I apologize for this rambling trip down genre lane, but there is a reason for this, and it is directly related to the six evenings I spent listening to 61 Doors songs. While this is a rough estimate, I would say that at least half of the songs that are not part of the top ten listed above would never be classified as “rock” today. However, since I just spent an inordinate amount of time ranting about the subjectivity of classification, I will let you decide for yourselves how you would classify the following songs. Let’s say that the songs below are a selection from my unofficial top ten (also listed above) that probably never had any airtime on the radio, and that are, in my mind at least, not what I would consider “rock” songs. The emphasis here is on the MY. They are songs that you may or may not remember or may or may not know. There is also a chance that you may or may not care!
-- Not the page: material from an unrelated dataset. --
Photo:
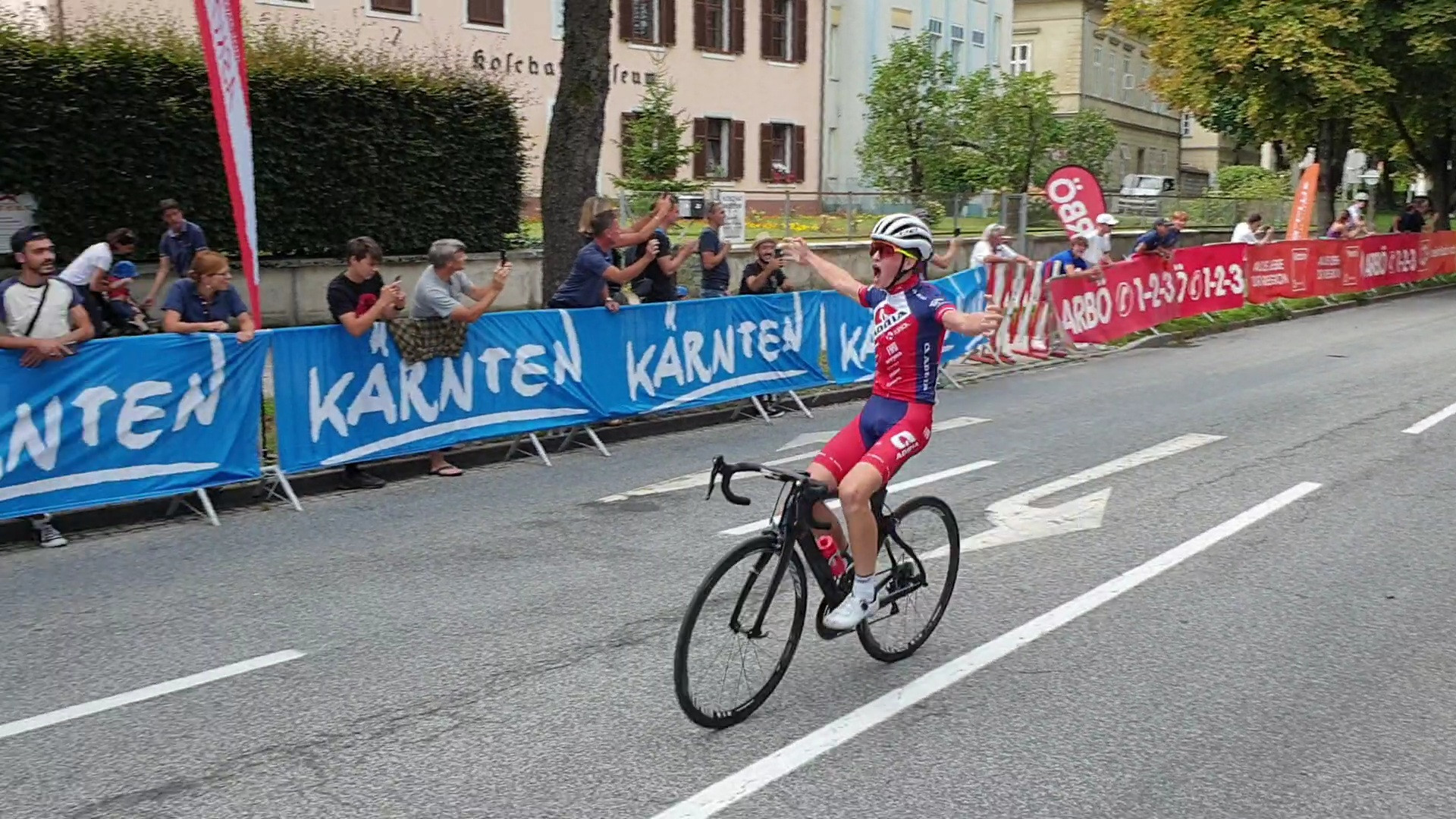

These are Apple Music links, so if you are a subscriber then easy-peasy. If you’re not, well you know where to find me. These are songs that range from spoken rants to musical theater. There are classic blues, poetry, flamenco, and songs that go through so many different styles that there should be a sub-genre called Smorgasbord Rock!
#1. “Alabama Song (Whiskey Bar)
#2. “Horse Latitudes”
#3. “Spanish Caravan”
#4. “Yes, The River Knows”
#5. “The Soft Parade”
#6. “Crawling King Snake”
Enjoy the music and enjoy the trip down memory lane!